Goldman’s BlackBerry Hunter: Sruthi Lanka, CFO, Public.com
Sruthi Lanka is clearly not the only CFO who began her professional career at blue chip investment house Goldman Sachs.
However, she may be one of the only CFOs—if not the only one—who can trace her career roots to Goldman’s tech engineering team.
Back in 2009, as the economic downturn dispatched a daily dose of bad news, Lanka was tasked with separating Goldman’s nervous bankers from their long-tenured messaging device of choice: the BlackBerry.
“Most banks would not even entertain the idea of switching because the BlackBerry was so locked down and considered to be ironclad,” explains Lanka, who notes that while Apple’s iPhone had become a popular alternative to the BlackBerry inside a number of different industries, bankers were known for clutching their BlackBerrys—and Goldman was no exception.
After 3 years with Goldman Sachs, Lanka found herself being led into another realm by the same curiosity that had once caused her to become an engineer and subsequently drawn her to all things tech.

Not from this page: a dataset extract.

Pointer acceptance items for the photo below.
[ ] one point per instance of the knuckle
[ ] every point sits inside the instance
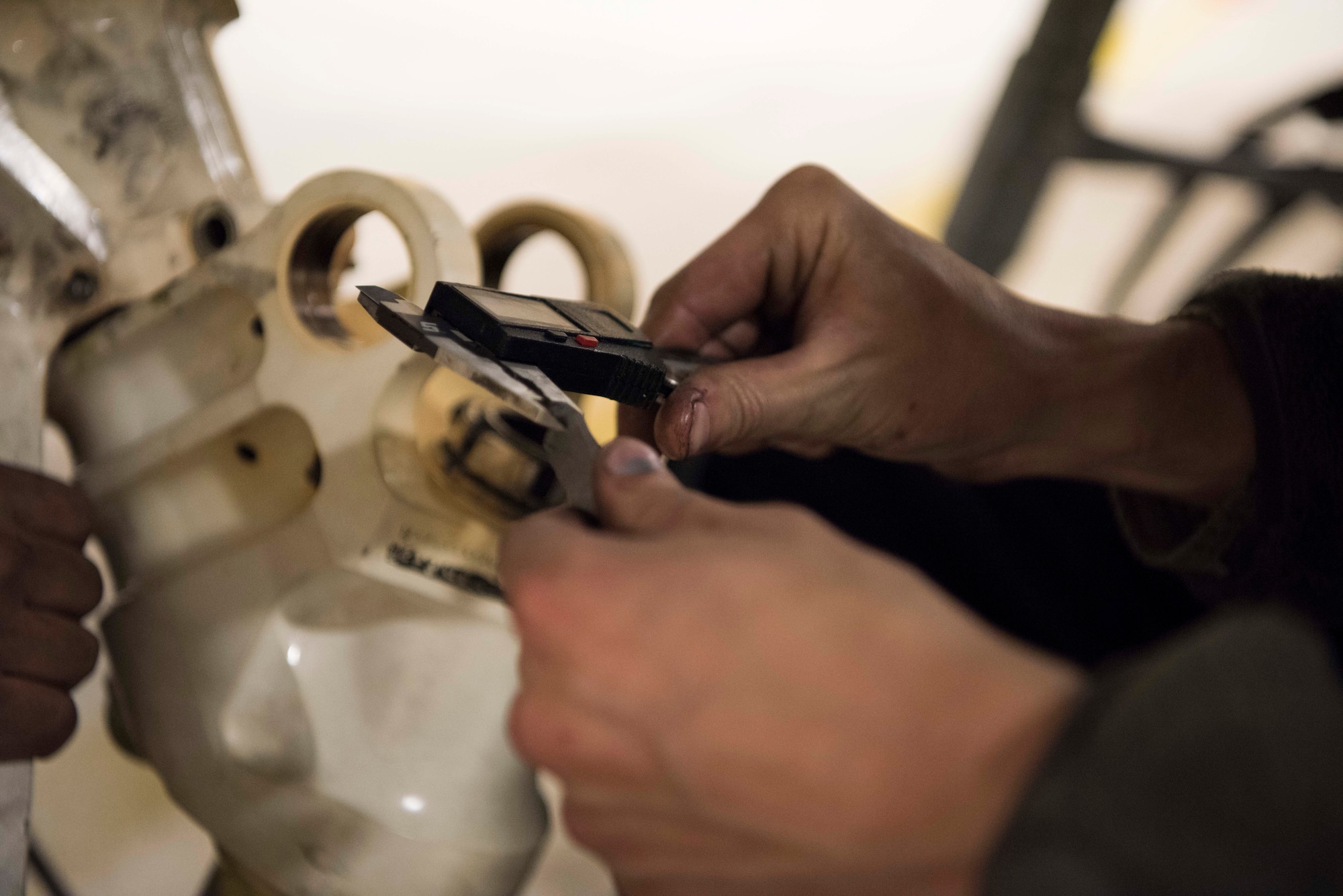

A typical self-question of the time was, “How do bankers make the decisions that they make about whether to invest or not invest?”
“This was all lost on me as an engineer,” recalls Lanka, who would return to school for an MBA and subsequently open her next career chapter as an investment banker before swinging the door open to CFO opportunities.
It perhaps goes without saying that none of the aforementioned finance leaders “rewrote the rulebook” when it came to reaching the C-suite. Their subsequent career ladders weren’t outfitted with clever shortcuts or express chutes into the future. However, at the very start of their careers, each of these leaders found an unconventional door of entry and embarked on a path less traveled.